Basic Example: Sum by Company
pd.pivot_table(df, index="Company", aggfunc='sum')🔹 Selecting Specific Columns
# Option 1: Selecting columns after pivoting
pd.pivot_table(df, index="Company", aggfunc='sum')[['Licenses', 'Sale Price']]
# Option 2: Specifying columns before pivoting
pd.pivot_table(df, index="Company", aggfunc='sum', values=['Licenses', 'Sale Price'])🔹 Alternative Using groupby()

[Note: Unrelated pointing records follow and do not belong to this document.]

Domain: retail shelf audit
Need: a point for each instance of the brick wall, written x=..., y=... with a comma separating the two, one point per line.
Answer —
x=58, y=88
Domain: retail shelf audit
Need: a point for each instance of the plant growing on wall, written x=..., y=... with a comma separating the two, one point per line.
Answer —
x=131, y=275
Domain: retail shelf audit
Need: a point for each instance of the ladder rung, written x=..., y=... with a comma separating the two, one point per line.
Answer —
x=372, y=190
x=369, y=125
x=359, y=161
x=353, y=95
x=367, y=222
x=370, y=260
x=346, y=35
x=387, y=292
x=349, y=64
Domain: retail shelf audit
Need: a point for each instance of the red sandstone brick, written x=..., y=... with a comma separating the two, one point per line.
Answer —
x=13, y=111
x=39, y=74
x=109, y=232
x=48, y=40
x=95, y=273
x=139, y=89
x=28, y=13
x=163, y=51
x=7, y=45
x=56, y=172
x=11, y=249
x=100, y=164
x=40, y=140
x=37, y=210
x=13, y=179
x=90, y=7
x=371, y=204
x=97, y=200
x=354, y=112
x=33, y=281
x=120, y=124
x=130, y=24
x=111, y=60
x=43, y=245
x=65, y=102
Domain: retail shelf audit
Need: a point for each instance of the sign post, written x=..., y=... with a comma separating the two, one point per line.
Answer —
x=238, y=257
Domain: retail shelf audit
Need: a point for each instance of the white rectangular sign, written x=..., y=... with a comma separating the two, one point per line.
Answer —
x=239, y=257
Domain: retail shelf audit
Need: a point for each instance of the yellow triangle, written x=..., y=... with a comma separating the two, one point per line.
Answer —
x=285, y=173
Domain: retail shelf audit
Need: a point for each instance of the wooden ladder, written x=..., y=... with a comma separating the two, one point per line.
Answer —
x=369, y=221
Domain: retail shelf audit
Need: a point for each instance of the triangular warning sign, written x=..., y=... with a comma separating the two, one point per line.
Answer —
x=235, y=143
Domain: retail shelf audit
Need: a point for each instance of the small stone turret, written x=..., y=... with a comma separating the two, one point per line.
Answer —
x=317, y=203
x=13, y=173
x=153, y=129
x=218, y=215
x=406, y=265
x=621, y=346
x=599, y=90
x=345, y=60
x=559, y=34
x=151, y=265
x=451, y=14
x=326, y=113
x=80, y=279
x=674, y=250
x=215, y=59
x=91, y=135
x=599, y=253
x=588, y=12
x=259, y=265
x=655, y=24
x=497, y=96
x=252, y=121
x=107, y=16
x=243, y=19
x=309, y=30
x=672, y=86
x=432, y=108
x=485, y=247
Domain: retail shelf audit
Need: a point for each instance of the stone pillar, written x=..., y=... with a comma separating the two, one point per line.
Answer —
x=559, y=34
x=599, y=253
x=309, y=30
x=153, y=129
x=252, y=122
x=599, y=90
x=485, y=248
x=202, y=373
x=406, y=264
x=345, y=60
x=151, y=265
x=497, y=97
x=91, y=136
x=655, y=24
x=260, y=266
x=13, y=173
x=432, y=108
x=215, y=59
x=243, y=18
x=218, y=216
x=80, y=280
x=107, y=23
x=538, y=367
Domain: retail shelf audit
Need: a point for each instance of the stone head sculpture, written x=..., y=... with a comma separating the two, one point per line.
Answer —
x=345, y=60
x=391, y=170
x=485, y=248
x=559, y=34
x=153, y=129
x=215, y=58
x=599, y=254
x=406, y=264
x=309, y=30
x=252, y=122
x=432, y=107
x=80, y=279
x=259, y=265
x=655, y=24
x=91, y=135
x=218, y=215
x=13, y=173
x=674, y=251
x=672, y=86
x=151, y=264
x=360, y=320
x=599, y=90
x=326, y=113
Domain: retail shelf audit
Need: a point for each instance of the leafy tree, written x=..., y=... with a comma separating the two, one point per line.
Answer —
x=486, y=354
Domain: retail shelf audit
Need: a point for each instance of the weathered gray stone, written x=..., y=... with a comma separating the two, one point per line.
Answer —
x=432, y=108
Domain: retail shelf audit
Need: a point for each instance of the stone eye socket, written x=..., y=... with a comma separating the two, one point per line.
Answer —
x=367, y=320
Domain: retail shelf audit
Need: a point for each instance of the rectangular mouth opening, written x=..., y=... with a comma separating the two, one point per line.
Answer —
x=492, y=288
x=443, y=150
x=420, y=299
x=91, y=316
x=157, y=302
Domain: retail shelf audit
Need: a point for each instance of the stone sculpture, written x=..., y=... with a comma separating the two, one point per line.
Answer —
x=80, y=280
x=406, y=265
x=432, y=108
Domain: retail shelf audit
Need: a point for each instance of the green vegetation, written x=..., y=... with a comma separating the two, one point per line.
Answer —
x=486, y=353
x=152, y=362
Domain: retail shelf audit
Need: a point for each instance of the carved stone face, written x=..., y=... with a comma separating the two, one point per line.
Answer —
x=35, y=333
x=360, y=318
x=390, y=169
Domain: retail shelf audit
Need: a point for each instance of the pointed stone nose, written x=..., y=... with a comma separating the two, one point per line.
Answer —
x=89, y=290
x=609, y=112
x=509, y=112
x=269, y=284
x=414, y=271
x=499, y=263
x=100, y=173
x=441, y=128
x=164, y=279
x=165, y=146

df.groupby('Company').sum()[['Licenses', 'Sale Price']]🔹 Using Multiple Index Levels
pd.pivot_table(df, index=["Account Manager", "Contact"], values=['Sale Price'], aggfunc='sum')🔹 Adding Columns for Further Segmentation
pd.pivot_table(df, index=["Account Manager", "Contact"], values=["Sale Price"], columns=["Product"], aggfunc=np.sum)🔹 Filling Missing Values with fill_value=0
pd.pivot_table(df, index=["Account Manager", "Contact"], values=["Sale Price"],
columns=["Product"], aggfunc=np.sum, fill_value=0)📌 Multiple Aggregation Functions
pd.pivot_table(df, index=["Account Manager", "Contact"], values=["Sale Price"], columns=["Product"],
aggfunc=[np.sum, np.mean], fill_value=0)📌 Pivoting with Multiple Columns
pd.pivot_table(df, index=["Account Manager", "Contact"], values=["Sale Price", "Licenses"], columns=["Product"],
aggfunc=[np.sum], fill_value=0)📌 Pivoting with Multiple Indexes
pd.pivot_table(df, index=["Account Manager", "Contact", "Product"], values=["Sale Price", "Licenses"],
aggfunc=[np.sum], fill_value=0)📌 Adding a Grand Total (margins=True)

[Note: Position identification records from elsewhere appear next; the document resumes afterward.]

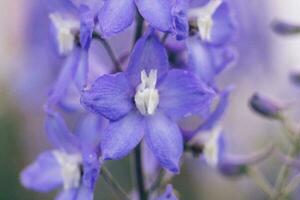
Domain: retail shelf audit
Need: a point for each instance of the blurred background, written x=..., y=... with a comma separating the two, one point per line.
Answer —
x=27, y=69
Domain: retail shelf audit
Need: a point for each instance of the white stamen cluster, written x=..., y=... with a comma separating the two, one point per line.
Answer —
x=211, y=147
x=65, y=32
x=146, y=97
x=204, y=18
x=70, y=168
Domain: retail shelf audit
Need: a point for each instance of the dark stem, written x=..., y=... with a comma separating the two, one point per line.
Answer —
x=109, y=51
x=139, y=176
x=114, y=184
x=139, y=27
x=164, y=38
x=158, y=181
x=139, y=173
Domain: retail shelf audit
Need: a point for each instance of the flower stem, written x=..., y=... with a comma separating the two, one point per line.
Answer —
x=139, y=173
x=139, y=27
x=114, y=184
x=109, y=50
x=158, y=181
x=284, y=172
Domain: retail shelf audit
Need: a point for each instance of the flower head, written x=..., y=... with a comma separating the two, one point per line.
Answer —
x=68, y=166
x=145, y=102
x=213, y=22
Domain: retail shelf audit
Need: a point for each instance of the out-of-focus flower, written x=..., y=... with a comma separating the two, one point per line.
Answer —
x=147, y=98
x=70, y=165
x=213, y=21
x=168, y=195
x=73, y=28
x=164, y=15
x=208, y=61
x=214, y=154
x=284, y=28
x=265, y=106
x=295, y=77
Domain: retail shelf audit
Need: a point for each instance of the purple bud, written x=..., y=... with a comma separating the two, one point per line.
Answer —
x=284, y=28
x=265, y=106
x=295, y=78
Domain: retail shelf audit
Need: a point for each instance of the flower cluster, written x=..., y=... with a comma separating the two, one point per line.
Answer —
x=144, y=104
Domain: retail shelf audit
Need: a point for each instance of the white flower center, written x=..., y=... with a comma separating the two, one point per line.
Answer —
x=204, y=18
x=211, y=147
x=65, y=29
x=70, y=168
x=146, y=97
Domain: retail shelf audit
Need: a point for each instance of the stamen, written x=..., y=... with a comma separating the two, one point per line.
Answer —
x=211, y=147
x=147, y=97
x=204, y=19
x=70, y=168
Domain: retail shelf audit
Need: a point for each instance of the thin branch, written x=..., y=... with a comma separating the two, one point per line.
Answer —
x=114, y=184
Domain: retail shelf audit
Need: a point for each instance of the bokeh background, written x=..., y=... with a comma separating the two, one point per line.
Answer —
x=264, y=64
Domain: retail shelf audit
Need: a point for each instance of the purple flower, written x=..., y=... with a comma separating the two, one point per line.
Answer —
x=265, y=106
x=214, y=154
x=284, y=28
x=73, y=165
x=145, y=102
x=213, y=21
x=164, y=15
x=168, y=195
x=73, y=26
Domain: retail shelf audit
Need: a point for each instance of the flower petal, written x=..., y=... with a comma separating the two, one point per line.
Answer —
x=81, y=75
x=165, y=140
x=181, y=93
x=180, y=19
x=157, y=13
x=208, y=61
x=110, y=96
x=85, y=193
x=42, y=175
x=148, y=54
x=86, y=26
x=219, y=111
x=59, y=134
x=122, y=136
x=223, y=27
x=115, y=16
x=90, y=130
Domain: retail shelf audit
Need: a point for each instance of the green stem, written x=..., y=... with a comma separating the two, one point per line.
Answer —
x=110, y=51
x=114, y=184
x=139, y=173
x=284, y=172
x=139, y=176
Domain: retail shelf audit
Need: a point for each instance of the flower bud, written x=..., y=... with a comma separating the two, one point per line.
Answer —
x=265, y=106
x=284, y=28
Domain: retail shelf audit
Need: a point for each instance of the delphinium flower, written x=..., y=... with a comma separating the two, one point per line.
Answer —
x=167, y=15
x=72, y=165
x=168, y=195
x=145, y=101
x=215, y=154
x=73, y=25
x=266, y=106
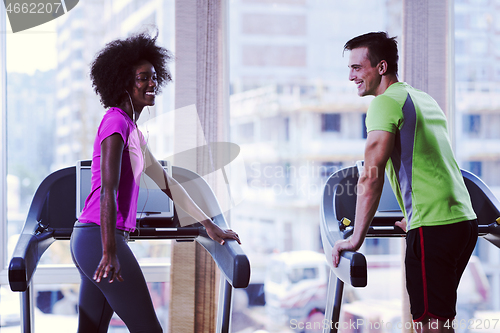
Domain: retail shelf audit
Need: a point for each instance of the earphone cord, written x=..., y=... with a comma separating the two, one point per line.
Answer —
x=143, y=153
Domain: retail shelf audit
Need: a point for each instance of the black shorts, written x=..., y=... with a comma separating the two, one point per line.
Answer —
x=435, y=260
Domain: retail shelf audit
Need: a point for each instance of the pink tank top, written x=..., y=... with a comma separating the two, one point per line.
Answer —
x=117, y=121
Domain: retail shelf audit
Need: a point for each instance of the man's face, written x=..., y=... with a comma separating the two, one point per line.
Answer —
x=366, y=77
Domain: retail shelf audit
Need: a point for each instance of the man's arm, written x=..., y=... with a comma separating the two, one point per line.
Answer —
x=379, y=146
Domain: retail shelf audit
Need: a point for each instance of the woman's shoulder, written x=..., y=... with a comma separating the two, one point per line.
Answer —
x=115, y=119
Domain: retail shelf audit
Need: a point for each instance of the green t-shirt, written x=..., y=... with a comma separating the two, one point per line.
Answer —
x=422, y=170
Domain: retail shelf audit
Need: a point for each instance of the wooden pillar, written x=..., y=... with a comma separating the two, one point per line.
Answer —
x=428, y=64
x=199, y=81
x=428, y=52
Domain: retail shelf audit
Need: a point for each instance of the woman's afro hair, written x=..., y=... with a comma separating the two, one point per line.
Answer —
x=112, y=71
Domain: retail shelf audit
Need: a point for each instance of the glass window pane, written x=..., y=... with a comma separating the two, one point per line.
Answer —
x=52, y=119
x=286, y=62
x=477, y=113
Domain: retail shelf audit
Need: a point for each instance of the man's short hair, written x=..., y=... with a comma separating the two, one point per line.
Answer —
x=380, y=47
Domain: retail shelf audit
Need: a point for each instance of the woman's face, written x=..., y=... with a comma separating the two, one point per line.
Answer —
x=144, y=89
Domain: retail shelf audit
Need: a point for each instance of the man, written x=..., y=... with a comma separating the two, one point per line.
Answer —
x=408, y=137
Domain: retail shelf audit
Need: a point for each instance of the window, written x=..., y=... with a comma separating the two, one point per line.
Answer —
x=330, y=122
x=472, y=124
x=476, y=167
x=51, y=117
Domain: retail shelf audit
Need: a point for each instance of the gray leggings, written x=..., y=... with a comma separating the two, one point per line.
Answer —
x=130, y=299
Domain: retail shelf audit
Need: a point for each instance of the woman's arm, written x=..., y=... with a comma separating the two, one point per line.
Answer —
x=182, y=199
x=111, y=157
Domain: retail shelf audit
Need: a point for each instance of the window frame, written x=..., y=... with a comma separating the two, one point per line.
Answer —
x=45, y=274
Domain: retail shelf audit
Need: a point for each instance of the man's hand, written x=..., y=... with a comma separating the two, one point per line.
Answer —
x=342, y=245
x=218, y=234
x=401, y=224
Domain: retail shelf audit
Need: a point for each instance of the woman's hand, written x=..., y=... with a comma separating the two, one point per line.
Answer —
x=218, y=234
x=109, y=266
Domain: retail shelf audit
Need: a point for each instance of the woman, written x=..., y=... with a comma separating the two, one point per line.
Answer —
x=127, y=75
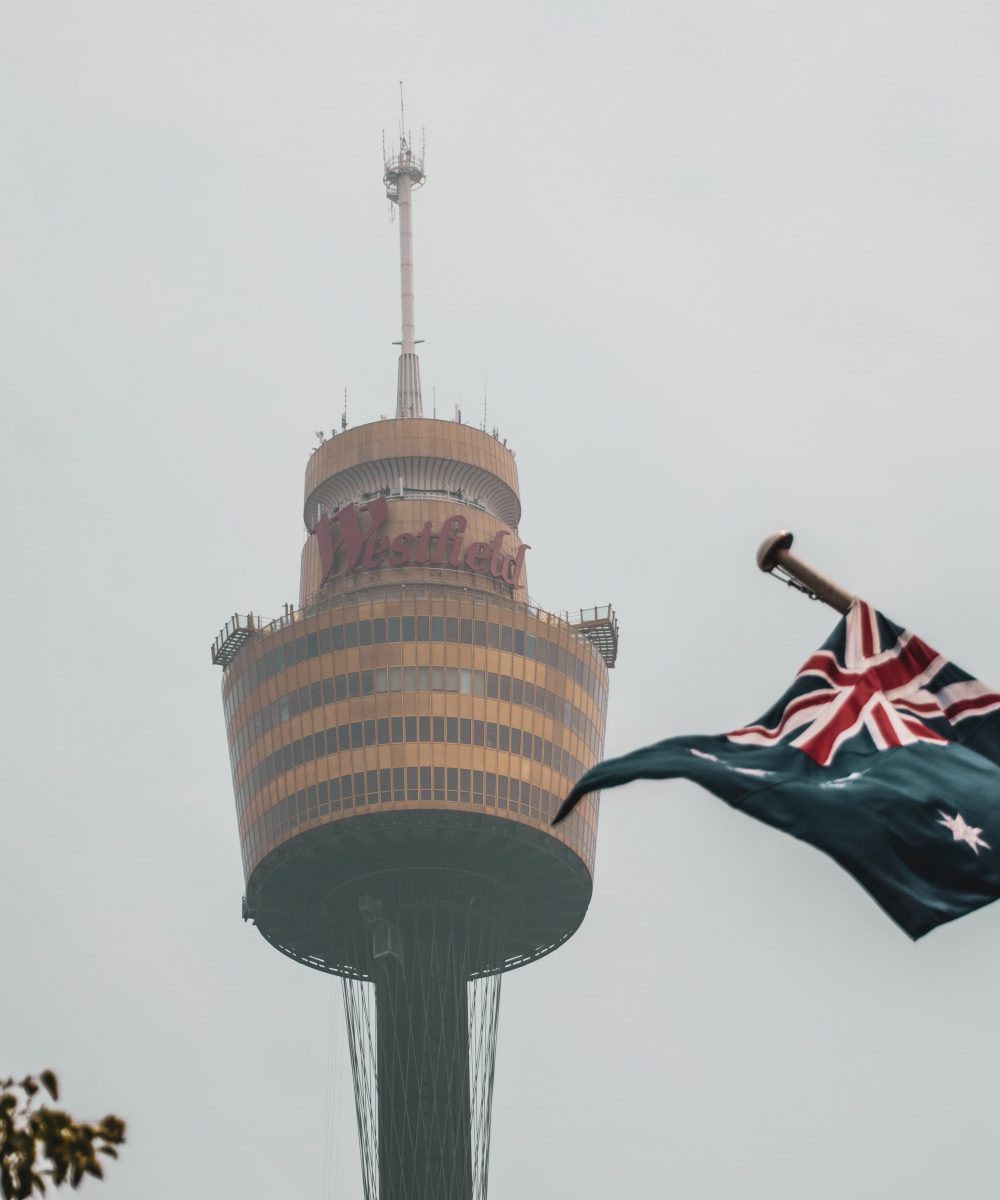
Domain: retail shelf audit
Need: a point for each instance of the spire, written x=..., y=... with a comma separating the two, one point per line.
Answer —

pd.pivot_table(df, index=["Account Manager", "Contact", "Product"], values=["Sale Price", "Licenses"],
aggfunc=[np.sum], fill_value=0, margins=True)or
pd.pivot_table(df, index=["Account Manager", "Status"], values=["Sale Price"],
aggfunc=[np.sum], fill_value=0, margins=True)🎯 Key Takeaways
✔ Use pivot() when you need to restructure data without aggregation.
✔ Use pivot_table() when aggregation (e.g., sum, mean) is required.
✔ Define your question first to avoid confusion with index, columns, and values.
✔ Use fill_value=0 to handle missing values.
✔ Use margins=True to get totals.